Von andreas montag 23.03.2015, 19:35
Dezernatsleiterin Vicky Adam (Katja Danowski) reaktiviert zwei Beamte, die schon vor Jahren in Rente geschickt wurden: Edwin Bremer (Tilo Prückner, l.) und Günter Hoffmann (Wolfgang Winkler).
Dezernatsleiterin Vicky Adam (Katja Danowski) reaktiviert zwei Beamte, die schon vor Jahren in Rente geschickt wurden: Edwin Bremer (Tilo Prückner, l.) und Günter Hoffmann (Wolfgang Winkler). ARD/Kai Schulz Lizenz

Halle (Saale) - Was hat er nur, der Krimi, dass ihn die Deutschen so innig lieben? Dabei ist, so hört man die Seufzer der TV-Produzenten, auf nichts mehr Verlass, sieht man von Fußballspielen nationaler Tragweite ab. Und eben von den Kriminalfilmen, von denen es täglich, zählt man die Serien mit, Dutzende allein im frei empfangbaren Fernsehen gibt. Und auch die Krimi-Schmöker gehen nach wie vor weg wie das sprichwörtliche geschnitten Brot.
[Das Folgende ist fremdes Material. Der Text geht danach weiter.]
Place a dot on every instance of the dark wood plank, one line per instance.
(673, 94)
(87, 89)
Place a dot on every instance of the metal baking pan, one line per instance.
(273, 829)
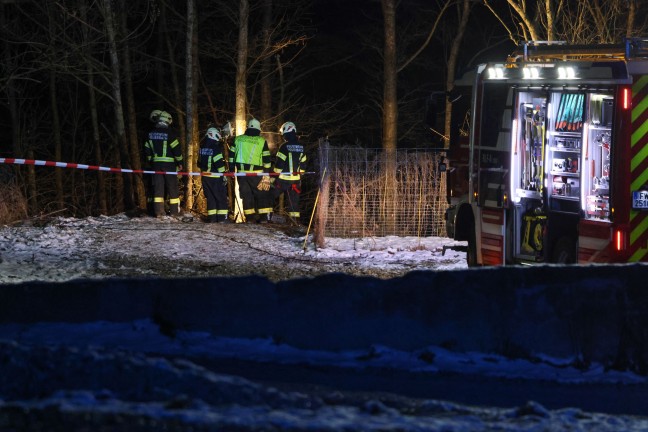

Kriminalromane etwa von Jussi Adler-Olsen werden in Auflagen von bis zu 500.000 Stück über die Buchhandlungstheken gereicht, der Anteil der Spannungsliteratur am Gesamtumsatz des Buchmarktes lag einer Statistik zufolge in den ersten vier Monaten des vergangenen Jahres bei 25 Prozent. Respekt. Wobei man vor allem darüber staunen kann, dass die Flut an Filmen die Lust am Lesen nicht gestoppt zu haben scheint.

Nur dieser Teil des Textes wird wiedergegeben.